I understood this much: that she could have high blood sugar, despite not eating a lot of sweets, had not reached Mrs. Gracia. But how could that be? She said she understood. Maybe she hadn't after all, or maybe she just didn't believe it. Either way, I could practically see that simple fact gasping for life at Mrs. Gracia's feet, lying on the floor between her and the attending physician. For some reason, it simply could not find a place among her worries over meals, work, family, laundry, prayers, bills, etc.
The attending physician reassured Mrs. Gracia that he believed her, but that he was very concerned about her high blood sugar. It was no use. There was no getting beyond the wall that had gone up between the patient and the doctor. Despite the unusually large amount of time spent with her, Mrs. Gracia was not convinced, and now she was angry. She was going to continue with her daily activities as she had before: not eating sweets, not sticking her finger, maybe taking her medication, still not understanding why she had sugar diabetes. Nevertheless, a respectable effort had been made, and the effort would be made again. Meanwhile, other patients were waiting.

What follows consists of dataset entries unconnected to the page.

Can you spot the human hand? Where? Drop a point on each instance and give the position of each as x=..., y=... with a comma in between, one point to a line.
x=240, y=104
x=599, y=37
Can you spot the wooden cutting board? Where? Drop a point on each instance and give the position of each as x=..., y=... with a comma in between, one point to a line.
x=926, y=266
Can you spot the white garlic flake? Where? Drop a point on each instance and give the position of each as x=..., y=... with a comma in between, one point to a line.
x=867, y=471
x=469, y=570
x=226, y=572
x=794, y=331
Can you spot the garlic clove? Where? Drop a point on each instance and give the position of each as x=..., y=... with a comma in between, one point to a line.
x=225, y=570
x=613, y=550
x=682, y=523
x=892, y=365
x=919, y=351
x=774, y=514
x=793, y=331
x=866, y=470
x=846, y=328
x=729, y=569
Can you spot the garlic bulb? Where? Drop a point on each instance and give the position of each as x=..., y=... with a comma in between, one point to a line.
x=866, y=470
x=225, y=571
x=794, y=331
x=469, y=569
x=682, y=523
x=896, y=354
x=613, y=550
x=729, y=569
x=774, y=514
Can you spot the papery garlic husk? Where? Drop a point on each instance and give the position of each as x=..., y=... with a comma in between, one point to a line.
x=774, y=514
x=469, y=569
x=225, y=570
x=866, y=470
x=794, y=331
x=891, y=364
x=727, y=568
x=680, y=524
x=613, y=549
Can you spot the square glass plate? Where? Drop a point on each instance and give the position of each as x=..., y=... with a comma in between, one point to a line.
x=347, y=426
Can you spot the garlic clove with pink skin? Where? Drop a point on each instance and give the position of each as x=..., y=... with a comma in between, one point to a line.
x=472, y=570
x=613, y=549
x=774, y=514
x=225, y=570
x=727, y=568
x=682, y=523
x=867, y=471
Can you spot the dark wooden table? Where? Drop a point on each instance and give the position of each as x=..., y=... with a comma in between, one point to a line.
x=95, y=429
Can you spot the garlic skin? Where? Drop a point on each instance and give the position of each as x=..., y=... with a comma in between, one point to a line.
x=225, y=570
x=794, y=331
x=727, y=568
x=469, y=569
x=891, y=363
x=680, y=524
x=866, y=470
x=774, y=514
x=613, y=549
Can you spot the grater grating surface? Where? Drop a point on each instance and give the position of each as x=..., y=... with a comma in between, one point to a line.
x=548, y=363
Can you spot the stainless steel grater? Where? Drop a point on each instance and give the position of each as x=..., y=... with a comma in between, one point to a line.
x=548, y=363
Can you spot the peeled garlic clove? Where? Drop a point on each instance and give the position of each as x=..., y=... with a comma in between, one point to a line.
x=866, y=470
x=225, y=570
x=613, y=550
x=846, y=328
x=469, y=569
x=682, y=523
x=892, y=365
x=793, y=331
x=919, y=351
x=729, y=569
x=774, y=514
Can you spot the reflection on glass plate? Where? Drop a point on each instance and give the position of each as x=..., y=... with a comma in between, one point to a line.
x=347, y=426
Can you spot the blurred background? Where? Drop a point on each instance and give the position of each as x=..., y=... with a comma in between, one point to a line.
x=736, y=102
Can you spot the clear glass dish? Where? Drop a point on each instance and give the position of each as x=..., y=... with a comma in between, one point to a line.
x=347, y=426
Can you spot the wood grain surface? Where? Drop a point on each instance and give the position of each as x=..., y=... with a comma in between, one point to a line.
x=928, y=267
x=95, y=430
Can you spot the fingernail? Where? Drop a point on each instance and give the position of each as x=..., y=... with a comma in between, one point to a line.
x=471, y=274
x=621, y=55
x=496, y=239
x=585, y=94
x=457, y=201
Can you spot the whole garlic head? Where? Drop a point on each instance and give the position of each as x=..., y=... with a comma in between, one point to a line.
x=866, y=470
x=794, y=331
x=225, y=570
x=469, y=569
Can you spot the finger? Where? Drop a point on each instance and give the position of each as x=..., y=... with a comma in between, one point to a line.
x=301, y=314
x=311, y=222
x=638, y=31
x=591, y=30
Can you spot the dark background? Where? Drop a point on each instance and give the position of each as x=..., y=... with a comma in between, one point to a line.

Granted, many people manage their chronic conditions very well. But the ones that don't should concern us. As a student, I have been assigned to physicians who seem not to have even one non-compliant patient, while others have more than their fair share. Nevertheless, the key to success remains elusive. Perhaps it lies in a place we are unlikely to look. Most of us are inclined to locate the blame with the burden, that is with the patient, who after all must take the medicine, eat the vegetables, do the exercise, etc. But this is too facile, just as is blaming the physician. In those difficult situations in which it works, managing chronic conditions seems to depend on what exists between the patient and doctor, on a relationship of mutual understanding and reciprocal responsibility. Successfully managing diabetes, hypertension and the like is far more than a simple set of instructions that a patient must follow. It is a process in which both patient and physician are mutually engaged and from which both benefit. In short, the responsibility for managing chronic disease is a shared responsibility. Unfortunately, these are often the hardest responsibilities to fulfill.
Questions for Discussion
Mrs. Gracia does not understand her diabetes, need for treatment, or dietary restrictions. How might a medical student raise concerns about this patient's lack of understanding to her physician, who is also the medical student's preceptor? Given their time constraints, how can physicians make better use of their patients' social support networks and the expertise of other health care professionals in situations such as this?